From all the announcements, demos and technology showcases on the show floor this week at the Game Developers Conference in San Francisco, one thing is clear: ray tracing was the hit of the show.

From integration into the world’s biggest game engines, including Unreal and Unity, new demos showcasing the impact that ray tracing can have on gaming, new game announcements, and new tools, developers are excited about adding real-time ray tracing into their games.

Ray tracing is poised to deliver the biggest fundamental shift in video games in 15 years. And game engines are the key to its widespread developer adoption. Essentially, most of the world’s leading game engines now support real-time ray tracing either through the use of industry-wide APIs such as DirectX Ray Tracing or Vulkan, or customized integration.

At GDC, Epic announced that Unreal Engine 4.22, which is used by over 7.5 million developers worldwide, will receive support for real-time ray tracing, as it moves from “preview” to “supported” within the next two weeks. They also unveiled a jaw-dropping tech demo called Troll, which was rendered in real time using Unreal Engine 4.22 and powered by a single GeForce RTX 2080 Ti.

Unity also announced it is integrating ray-tracing support in their high-definition rendering pipeline (HDRP) providing developers access to an experimental build starting in early April, followed by full preview access in the upcoming 2019.03 Unity release.

In related news, Microsoft has added Variable Rate Shading to its DirectX 12 API, a key technology component of the Turing architecture. VRS increases rendering performance and quality by applying varying amounts of processing power to different areas of an image.

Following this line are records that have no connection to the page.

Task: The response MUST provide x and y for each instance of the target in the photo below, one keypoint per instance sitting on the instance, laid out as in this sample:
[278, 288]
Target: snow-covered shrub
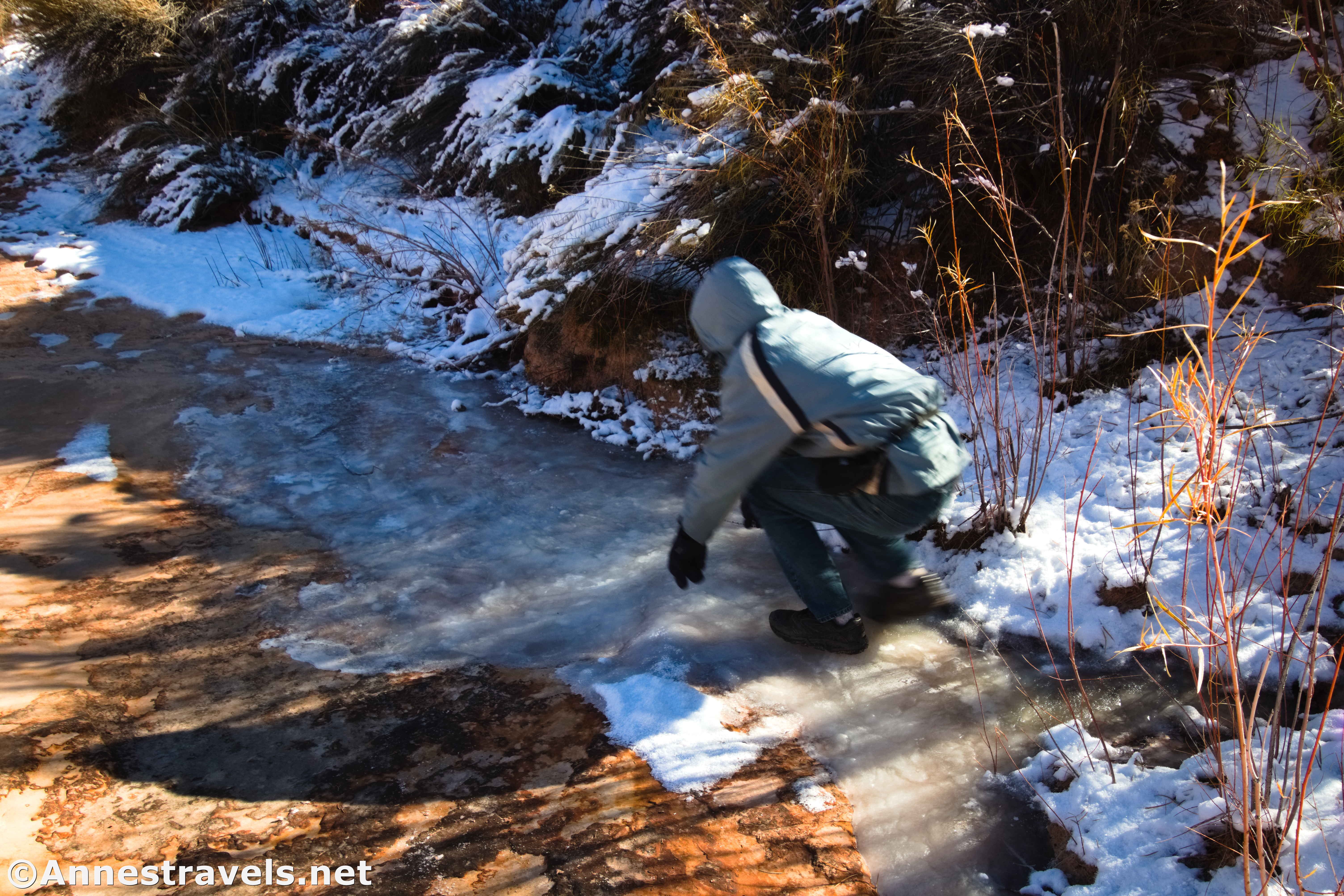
[182, 186]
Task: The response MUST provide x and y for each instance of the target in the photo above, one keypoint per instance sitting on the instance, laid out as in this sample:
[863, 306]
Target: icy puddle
[484, 535]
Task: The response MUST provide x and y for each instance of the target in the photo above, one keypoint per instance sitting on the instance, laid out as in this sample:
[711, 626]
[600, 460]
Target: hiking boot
[802, 628]
[902, 602]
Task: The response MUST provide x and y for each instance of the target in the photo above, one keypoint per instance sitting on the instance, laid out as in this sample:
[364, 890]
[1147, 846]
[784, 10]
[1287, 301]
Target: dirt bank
[140, 719]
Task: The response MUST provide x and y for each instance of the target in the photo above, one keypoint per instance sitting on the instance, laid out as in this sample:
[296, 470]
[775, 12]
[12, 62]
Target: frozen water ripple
[488, 536]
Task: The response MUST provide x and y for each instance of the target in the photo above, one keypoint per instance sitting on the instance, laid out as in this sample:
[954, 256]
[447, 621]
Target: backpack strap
[768, 383]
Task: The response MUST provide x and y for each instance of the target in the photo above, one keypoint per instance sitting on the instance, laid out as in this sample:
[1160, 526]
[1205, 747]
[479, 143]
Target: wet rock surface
[143, 721]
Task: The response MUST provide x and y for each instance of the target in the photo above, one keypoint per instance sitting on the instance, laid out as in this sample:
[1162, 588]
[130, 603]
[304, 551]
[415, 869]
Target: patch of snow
[1134, 823]
[679, 731]
[812, 794]
[88, 453]
[50, 340]
[986, 30]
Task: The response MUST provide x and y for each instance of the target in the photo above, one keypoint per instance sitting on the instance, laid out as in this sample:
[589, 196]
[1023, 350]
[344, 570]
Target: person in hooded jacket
[816, 426]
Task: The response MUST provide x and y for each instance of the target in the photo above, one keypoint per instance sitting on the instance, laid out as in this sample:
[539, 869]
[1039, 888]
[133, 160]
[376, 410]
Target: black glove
[749, 520]
[686, 561]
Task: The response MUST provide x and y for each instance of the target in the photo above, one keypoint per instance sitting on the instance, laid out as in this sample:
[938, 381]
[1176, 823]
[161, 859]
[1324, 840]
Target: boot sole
[826, 647]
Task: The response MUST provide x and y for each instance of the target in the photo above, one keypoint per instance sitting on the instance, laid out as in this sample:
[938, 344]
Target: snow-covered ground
[478, 534]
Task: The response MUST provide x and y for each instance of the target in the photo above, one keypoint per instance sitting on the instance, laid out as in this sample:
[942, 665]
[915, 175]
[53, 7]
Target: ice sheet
[486, 535]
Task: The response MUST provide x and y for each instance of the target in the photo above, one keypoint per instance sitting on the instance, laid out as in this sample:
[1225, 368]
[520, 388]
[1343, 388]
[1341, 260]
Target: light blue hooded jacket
[798, 381]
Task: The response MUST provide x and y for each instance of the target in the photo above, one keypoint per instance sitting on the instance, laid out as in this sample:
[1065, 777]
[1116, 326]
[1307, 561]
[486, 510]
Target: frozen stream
[484, 535]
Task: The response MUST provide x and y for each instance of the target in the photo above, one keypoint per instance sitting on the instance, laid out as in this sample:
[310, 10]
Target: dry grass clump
[823, 107]
[97, 40]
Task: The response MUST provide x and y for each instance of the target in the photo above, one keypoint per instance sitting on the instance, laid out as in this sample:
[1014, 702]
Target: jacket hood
[733, 299]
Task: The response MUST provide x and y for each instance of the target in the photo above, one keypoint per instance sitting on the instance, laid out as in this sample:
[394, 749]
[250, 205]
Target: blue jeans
[788, 502]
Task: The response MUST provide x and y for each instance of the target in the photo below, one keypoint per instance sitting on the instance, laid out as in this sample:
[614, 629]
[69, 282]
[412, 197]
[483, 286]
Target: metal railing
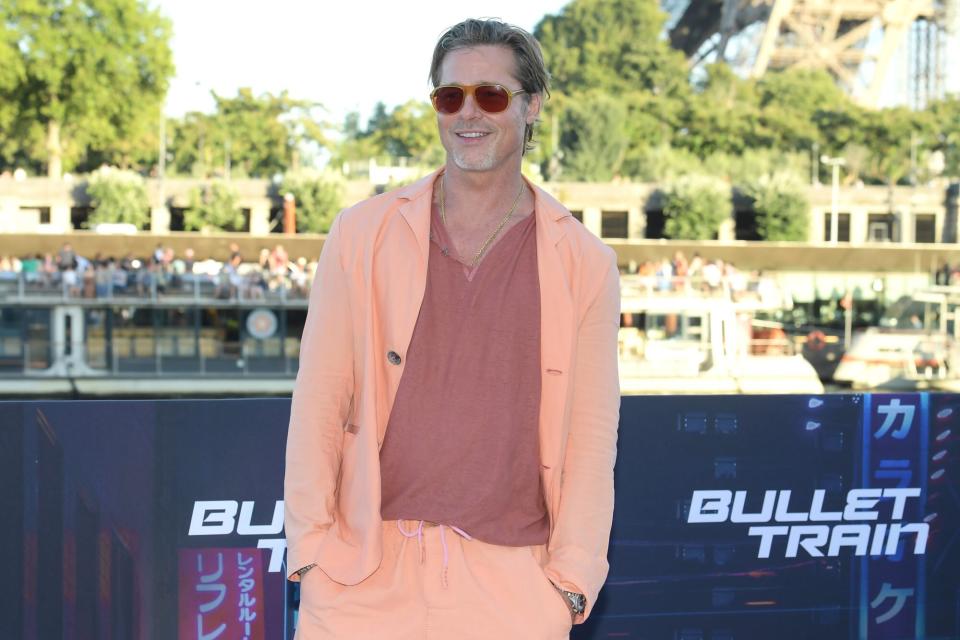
[149, 286]
[154, 357]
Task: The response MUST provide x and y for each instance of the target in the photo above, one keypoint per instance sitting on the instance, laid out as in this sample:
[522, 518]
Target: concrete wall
[24, 202]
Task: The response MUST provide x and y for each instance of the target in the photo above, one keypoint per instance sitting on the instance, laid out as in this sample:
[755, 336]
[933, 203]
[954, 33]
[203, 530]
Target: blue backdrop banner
[834, 516]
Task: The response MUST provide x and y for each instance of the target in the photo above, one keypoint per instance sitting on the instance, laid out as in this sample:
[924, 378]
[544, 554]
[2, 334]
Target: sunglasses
[492, 98]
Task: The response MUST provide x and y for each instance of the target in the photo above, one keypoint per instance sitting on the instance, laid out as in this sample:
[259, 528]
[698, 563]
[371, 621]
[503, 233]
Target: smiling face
[474, 139]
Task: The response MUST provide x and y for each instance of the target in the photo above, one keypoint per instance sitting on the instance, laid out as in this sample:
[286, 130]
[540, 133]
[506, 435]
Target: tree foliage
[319, 196]
[85, 75]
[118, 196]
[694, 207]
[214, 206]
[407, 131]
[251, 136]
[593, 137]
[781, 207]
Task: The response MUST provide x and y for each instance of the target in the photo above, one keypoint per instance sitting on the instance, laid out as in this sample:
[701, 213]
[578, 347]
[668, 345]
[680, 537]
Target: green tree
[592, 137]
[788, 102]
[407, 131]
[214, 206]
[410, 131]
[92, 74]
[781, 206]
[247, 135]
[694, 207]
[721, 116]
[611, 45]
[946, 112]
[318, 197]
[118, 196]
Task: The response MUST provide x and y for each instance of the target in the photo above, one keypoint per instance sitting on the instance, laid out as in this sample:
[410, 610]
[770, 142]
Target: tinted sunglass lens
[491, 98]
[448, 99]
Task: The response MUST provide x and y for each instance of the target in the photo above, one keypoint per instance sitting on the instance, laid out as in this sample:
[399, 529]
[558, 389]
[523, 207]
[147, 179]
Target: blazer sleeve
[578, 546]
[319, 411]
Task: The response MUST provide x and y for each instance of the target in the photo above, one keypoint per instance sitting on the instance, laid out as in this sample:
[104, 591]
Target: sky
[347, 55]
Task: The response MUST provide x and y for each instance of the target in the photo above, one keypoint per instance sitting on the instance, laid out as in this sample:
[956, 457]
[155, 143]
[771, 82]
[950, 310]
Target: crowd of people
[162, 272]
[698, 274]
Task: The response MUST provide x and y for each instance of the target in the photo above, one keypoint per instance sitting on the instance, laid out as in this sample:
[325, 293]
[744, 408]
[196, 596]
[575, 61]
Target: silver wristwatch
[576, 601]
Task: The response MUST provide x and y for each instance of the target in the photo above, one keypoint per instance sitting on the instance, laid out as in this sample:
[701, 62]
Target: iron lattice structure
[857, 41]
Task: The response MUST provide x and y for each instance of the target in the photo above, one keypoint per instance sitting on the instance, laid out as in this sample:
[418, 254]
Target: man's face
[474, 139]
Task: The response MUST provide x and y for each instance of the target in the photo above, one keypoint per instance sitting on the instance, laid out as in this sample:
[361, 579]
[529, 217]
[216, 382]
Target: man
[453, 426]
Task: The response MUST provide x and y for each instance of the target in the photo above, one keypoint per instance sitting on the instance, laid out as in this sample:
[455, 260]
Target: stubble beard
[474, 162]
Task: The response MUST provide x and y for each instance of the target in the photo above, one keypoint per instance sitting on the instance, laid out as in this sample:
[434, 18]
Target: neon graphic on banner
[221, 594]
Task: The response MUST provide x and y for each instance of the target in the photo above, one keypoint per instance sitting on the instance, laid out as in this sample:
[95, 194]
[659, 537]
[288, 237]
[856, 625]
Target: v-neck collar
[448, 251]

There were a number of game announcements during the show as well including:

  • An update to Shadow of the Tomb Raider is out now, adding highly detailed real-time ray-traced shadows and AI-powered NVIDIA DLSS technology.
  • NVIDIA was announced as the official graphics partner for Vampire: The Masquerade – Bloodlines 2, a sequel to the cult RPG classic, and we’re helping integrate real-time ray-tracing effects and performance-enhancing DLSS technology to deliver the best possible experience for PC gamers.
  • Dragonhound, Nexon’s upcoming online action RPG monster battle game, will feature real-time ray-traced reflections and shadows.
  • Quake II RTX —the classic Quake II was modified in the open source community. The renderer was converted from raster to full path tracing, with all lighting computed dynamically using ray tracing. NVIDIA’s engineering team further enhanced it with improved graphics and physics. Quake II RTX is the first ray-traced game using NVIDIA VKRay, a Vulkan extension that allows any developer using Vulkan to add ray-traced effects to their games, and is the first fully real-time path-traced game ever.

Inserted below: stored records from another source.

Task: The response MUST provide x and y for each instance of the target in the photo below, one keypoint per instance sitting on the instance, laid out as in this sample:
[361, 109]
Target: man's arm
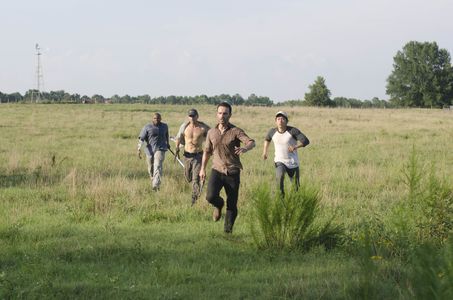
[139, 146]
[204, 162]
[248, 143]
[265, 149]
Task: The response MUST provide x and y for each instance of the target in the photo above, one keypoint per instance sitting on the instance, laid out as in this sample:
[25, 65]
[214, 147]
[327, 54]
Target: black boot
[230, 217]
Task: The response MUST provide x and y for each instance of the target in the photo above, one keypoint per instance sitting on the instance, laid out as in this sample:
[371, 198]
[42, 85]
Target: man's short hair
[226, 104]
[192, 112]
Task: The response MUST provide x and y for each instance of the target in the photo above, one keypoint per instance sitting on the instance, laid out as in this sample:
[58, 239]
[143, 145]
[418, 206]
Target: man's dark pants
[230, 182]
[280, 170]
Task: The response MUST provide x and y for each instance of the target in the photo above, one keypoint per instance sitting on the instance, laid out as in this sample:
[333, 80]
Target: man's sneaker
[216, 214]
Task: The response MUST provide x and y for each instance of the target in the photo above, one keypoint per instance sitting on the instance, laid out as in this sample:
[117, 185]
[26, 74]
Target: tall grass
[78, 217]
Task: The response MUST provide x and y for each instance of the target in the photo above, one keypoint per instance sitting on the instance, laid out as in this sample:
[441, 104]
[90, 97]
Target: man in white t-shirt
[286, 140]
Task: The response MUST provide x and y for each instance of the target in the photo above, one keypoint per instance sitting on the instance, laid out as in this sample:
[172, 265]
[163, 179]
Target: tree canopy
[422, 76]
[319, 94]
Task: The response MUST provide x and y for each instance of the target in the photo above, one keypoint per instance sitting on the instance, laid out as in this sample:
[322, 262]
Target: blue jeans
[155, 167]
[280, 170]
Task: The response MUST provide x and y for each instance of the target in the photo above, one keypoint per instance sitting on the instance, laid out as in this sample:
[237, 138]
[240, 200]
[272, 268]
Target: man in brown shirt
[192, 134]
[223, 143]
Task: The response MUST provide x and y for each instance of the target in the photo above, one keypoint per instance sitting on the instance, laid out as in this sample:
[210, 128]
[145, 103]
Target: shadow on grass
[160, 261]
[13, 180]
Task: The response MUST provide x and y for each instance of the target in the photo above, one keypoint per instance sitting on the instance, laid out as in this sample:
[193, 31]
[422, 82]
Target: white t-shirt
[282, 141]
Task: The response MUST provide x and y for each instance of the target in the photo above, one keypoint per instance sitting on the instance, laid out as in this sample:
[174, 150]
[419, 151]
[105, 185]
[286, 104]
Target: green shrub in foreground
[292, 221]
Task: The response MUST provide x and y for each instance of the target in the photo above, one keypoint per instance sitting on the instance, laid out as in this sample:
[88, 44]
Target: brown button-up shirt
[221, 147]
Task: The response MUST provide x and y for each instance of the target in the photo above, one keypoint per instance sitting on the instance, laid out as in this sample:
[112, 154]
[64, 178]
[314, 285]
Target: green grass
[78, 218]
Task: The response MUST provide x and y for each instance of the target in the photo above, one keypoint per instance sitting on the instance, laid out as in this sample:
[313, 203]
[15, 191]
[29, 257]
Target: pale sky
[193, 47]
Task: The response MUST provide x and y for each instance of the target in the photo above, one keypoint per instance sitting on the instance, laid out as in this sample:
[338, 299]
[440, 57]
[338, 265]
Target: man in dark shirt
[156, 137]
[223, 143]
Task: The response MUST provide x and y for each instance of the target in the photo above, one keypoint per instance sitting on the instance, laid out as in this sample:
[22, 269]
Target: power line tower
[39, 75]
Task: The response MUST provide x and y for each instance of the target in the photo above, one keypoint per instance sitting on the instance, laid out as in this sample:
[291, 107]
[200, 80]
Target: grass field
[78, 218]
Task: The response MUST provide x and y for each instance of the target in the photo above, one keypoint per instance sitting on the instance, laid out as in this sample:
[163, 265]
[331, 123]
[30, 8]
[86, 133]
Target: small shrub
[431, 274]
[291, 222]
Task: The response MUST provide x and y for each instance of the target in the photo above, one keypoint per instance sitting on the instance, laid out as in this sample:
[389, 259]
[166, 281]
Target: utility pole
[39, 75]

And, ray tracing is now coming to tens of millions GPUs with the announcement that we’re bringing support to GeForce GTX GPUs. For gamers using GeForce GTX 1060 6GB or higher GPUs, an April driver update will allow them to check out ray tracing in any of the games or benchmarks available today and in the future. That includes all those developed with the Microsoft DXR or Vulkan APIs.

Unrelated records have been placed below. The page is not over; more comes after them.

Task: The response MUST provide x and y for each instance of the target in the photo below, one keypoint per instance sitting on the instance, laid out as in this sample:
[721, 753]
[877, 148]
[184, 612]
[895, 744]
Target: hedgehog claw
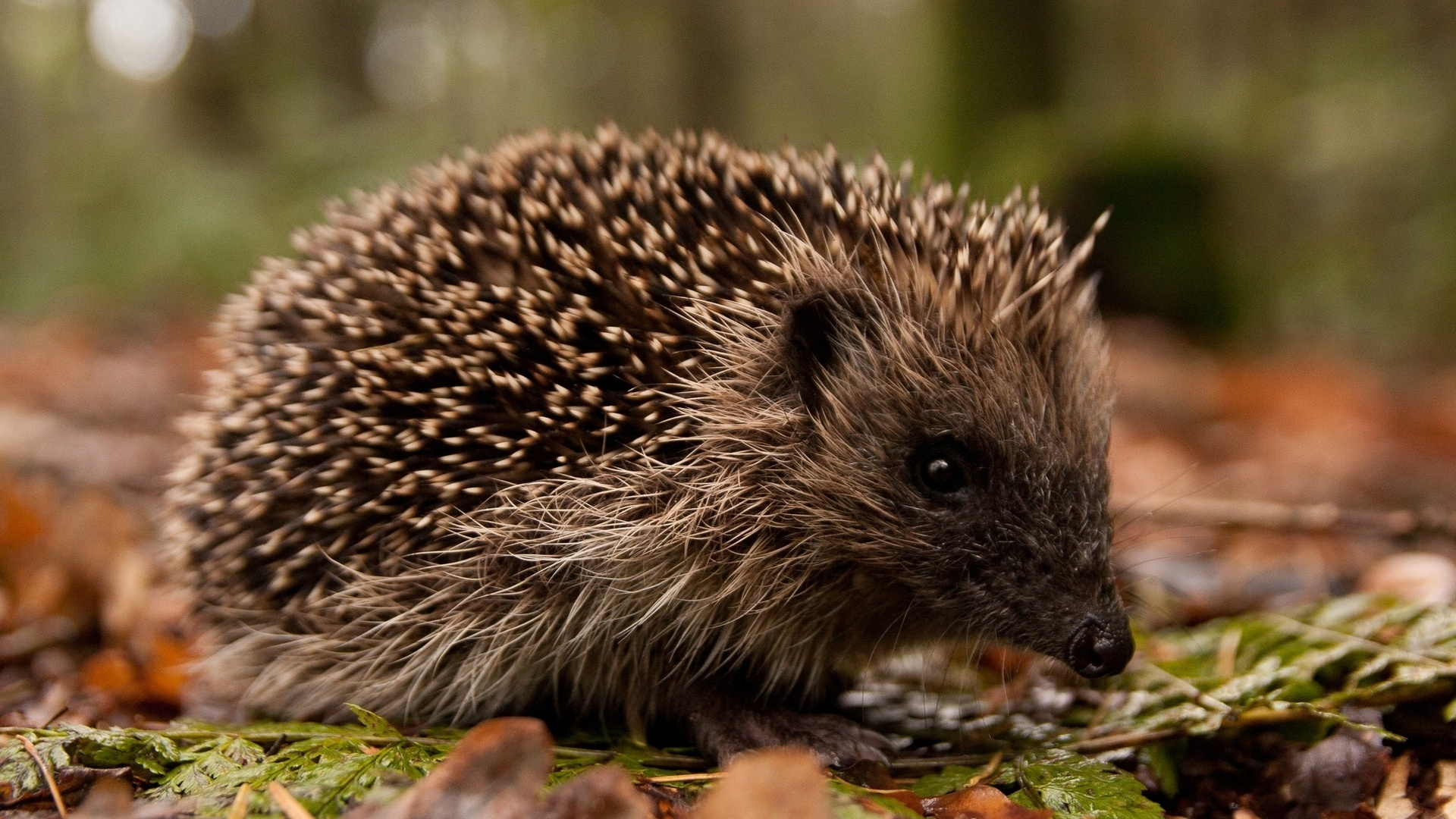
[836, 741]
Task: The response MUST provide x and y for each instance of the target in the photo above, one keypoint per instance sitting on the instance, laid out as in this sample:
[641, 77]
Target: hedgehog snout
[1101, 646]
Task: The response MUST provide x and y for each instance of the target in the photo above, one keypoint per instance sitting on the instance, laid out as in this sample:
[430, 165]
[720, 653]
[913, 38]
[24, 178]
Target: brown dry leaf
[1338, 773]
[1420, 577]
[166, 670]
[497, 770]
[981, 802]
[108, 799]
[112, 673]
[1445, 793]
[601, 793]
[775, 783]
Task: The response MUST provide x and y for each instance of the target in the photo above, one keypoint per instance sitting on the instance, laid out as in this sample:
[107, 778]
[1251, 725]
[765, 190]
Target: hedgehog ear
[816, 335]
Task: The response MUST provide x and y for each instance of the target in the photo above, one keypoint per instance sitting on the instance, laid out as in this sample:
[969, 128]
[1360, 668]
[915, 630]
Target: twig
[46, 771]
[1308, 518]
[686, 779]
[287, 803]
[1119, 741]
[940, 761]
[239, 809]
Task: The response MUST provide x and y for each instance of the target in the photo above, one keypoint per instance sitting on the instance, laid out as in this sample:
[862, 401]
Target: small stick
[239, 809]
[1120, 741]
[938, 763]
[1308, 518]
[686, 779]
[46, 771]
[287, 803]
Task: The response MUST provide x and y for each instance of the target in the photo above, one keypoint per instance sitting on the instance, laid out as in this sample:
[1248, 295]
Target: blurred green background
[1279, 172]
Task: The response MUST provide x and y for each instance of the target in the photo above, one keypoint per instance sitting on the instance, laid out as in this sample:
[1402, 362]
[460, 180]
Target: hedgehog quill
[655, 430]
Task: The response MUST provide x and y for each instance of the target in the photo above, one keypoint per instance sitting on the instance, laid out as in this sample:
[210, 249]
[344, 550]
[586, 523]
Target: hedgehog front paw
[836, 741]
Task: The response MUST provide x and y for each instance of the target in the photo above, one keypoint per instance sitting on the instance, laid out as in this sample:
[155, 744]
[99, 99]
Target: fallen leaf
[601, 793]
[775, 783]
[111, 672]
[981, 802]
[497, 770]
[1445, 793]
[1392, 802]
[1337, 773]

On the ground at GDC, the excitement among developers for ray tracing was palpable. The sessions on ray tracing were packed, with many needing to be turned away.

Developers piled into ray-tracing sessions at the Game Developers Conference in San Francisco this week.

Even books about ray tracing were a hit. Edited by two NVIDIA engineers, the new Ray Tracing Gems is a collection of several dozen articles focused on ray-tracing techniques for serious practitioners. Like other “gems” books, it focuses on subjects commonly considered too advanced for introductory texts, yet rarely addressed by research papers.

Finally, Epic, Microsoft and NVIDIA announced a “DXR Spotlight Contest for Game Developers.” In celebration of the release of real-time ray tracing support in Unreal Engine 4.22, game developers and content creators need to submit tech demos that use real-time ray-traced reflections, real-time shadows or real-time global illumination with Unreal Engine 4.22 featuring Microsoft DirectX 12 and DXR. The winners get NVIDIA TITAN RTX GPUs.

Find more details on the Unreal Engine 4.22 contest at https://developer.nvidia.com/DXR-spotlight.

We don’t know what we’ll see at GDC 2020, but with ray-tracing taking off, we know it’s going to look good. See you there.